Saat bertemu Presiden Jokowi, Bamsoet, politisi Partai Golkar itu, menyatakan bahwa MPR menjamin amandemen hanya untuk menghidupkan Pokok-Pokok Haluan Negara. PPHN adalah konsep MPR saat ini sebagai pengganti konsep Garis Besar Haluan Negara (GBHN) MPR sebelum amandemen UUD 1945 (jaman Orde Baru).

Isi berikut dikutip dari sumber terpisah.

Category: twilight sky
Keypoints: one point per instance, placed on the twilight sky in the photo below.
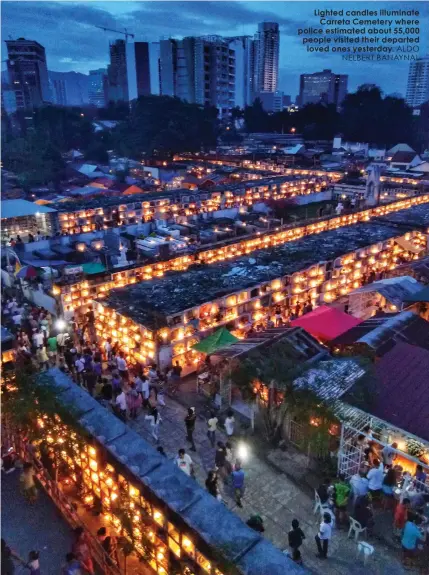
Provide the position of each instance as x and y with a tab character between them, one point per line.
67	31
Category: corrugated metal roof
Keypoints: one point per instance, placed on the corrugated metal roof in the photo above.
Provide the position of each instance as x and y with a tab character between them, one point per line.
22	208
395	290
331	379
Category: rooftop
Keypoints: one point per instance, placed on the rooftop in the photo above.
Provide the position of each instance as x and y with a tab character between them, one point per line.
402	397
382	333
22	208
149	302
395	290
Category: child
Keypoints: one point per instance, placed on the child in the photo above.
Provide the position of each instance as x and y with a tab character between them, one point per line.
296	537
27	482
33	563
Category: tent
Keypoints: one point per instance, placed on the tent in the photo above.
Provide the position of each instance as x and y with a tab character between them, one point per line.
326	323
220	338
420	296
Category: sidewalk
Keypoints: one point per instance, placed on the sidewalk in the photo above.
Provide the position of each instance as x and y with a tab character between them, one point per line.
272	495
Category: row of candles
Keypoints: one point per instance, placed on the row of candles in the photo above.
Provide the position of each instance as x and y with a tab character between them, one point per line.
74	297
86	220
125	505
308	285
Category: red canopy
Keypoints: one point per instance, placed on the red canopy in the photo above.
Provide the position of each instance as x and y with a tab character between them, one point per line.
326	323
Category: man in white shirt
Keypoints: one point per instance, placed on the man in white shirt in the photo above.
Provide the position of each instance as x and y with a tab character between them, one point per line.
388	454
359	484
79	365
229	423
121	404
375	478
122	365
212	426
184	462
38	338
324	535
16	318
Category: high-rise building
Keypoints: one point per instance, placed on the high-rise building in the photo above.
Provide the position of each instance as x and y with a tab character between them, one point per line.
267	57
28	73
199	70
154	68
117	72
142	57
418	82
245	52
324	87
59	90
97	87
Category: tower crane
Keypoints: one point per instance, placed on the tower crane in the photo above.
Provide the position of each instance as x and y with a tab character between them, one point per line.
125	32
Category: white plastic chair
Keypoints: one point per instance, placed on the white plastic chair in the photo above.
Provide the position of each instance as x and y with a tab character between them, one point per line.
356	528
366	549
318	505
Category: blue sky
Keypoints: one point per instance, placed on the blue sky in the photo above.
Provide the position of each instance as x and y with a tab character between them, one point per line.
67	31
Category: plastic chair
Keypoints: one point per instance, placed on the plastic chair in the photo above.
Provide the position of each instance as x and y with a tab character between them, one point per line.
366	549
318	505
355	527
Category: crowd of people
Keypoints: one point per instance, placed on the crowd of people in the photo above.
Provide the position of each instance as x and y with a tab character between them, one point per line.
379	484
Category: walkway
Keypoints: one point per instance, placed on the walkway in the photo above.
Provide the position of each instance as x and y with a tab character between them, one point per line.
33	527
274	496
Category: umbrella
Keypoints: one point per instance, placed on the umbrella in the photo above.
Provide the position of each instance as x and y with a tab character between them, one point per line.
220	338
26	272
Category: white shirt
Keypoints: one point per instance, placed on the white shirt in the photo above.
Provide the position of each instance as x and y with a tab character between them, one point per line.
38	339
79	365
145	389
375	478
184	464
121	400
121	363
62	338
325	531
388	454
212	423
359	485
229	425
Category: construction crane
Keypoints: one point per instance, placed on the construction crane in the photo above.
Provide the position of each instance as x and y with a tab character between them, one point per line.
125	32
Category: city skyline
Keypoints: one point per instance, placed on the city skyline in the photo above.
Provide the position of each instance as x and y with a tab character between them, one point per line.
73	44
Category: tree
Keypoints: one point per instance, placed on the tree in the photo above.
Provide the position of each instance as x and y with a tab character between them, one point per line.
164	126
255	117
35	161
278	371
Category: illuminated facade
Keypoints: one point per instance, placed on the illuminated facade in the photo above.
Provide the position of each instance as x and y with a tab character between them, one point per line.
162	320
74	298
115	477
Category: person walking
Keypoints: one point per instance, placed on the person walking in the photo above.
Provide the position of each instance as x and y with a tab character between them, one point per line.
185	463
155	420
27	482
324	535
8	556
238	483
212	485
81	550
220	460
212	426
190	420
296	537
229	423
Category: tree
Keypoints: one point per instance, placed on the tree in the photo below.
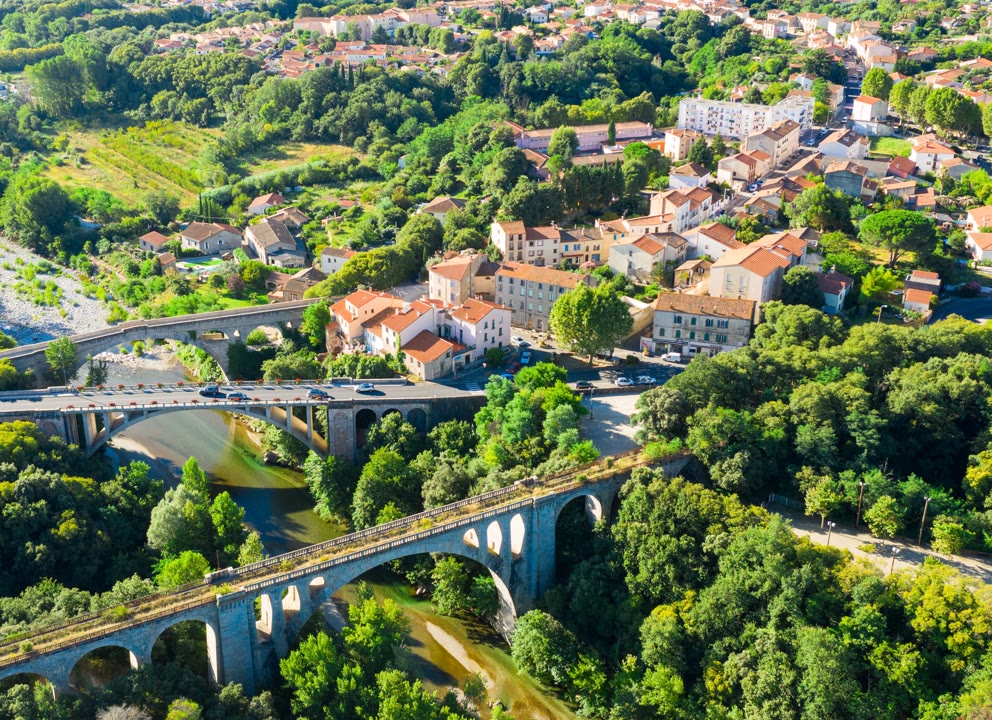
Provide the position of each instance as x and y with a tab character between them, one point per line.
590	321
877	83
188	567
821	208
801	287
884	517
878	283
899	232
63	360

"Presiden Jokowi menyerahkan sepenuhnya kepada MPR mengenai pembahasan amandemen UUD NRI 1945 untuk menghadirkan PPHN, karena merupakan domain dari MPR RI. Beliau berpesan agar pembahasan tidak melebar ke hal lain, seperti perubahan masa periodisasi presiden dan wakil presiden, karena Presiden Jokowi tidak setuju dengan itu," urai Bamsoet menyampaikan pesan Presiden Jokowi di Istana Bogor, Jumat (13 Agustus 2021).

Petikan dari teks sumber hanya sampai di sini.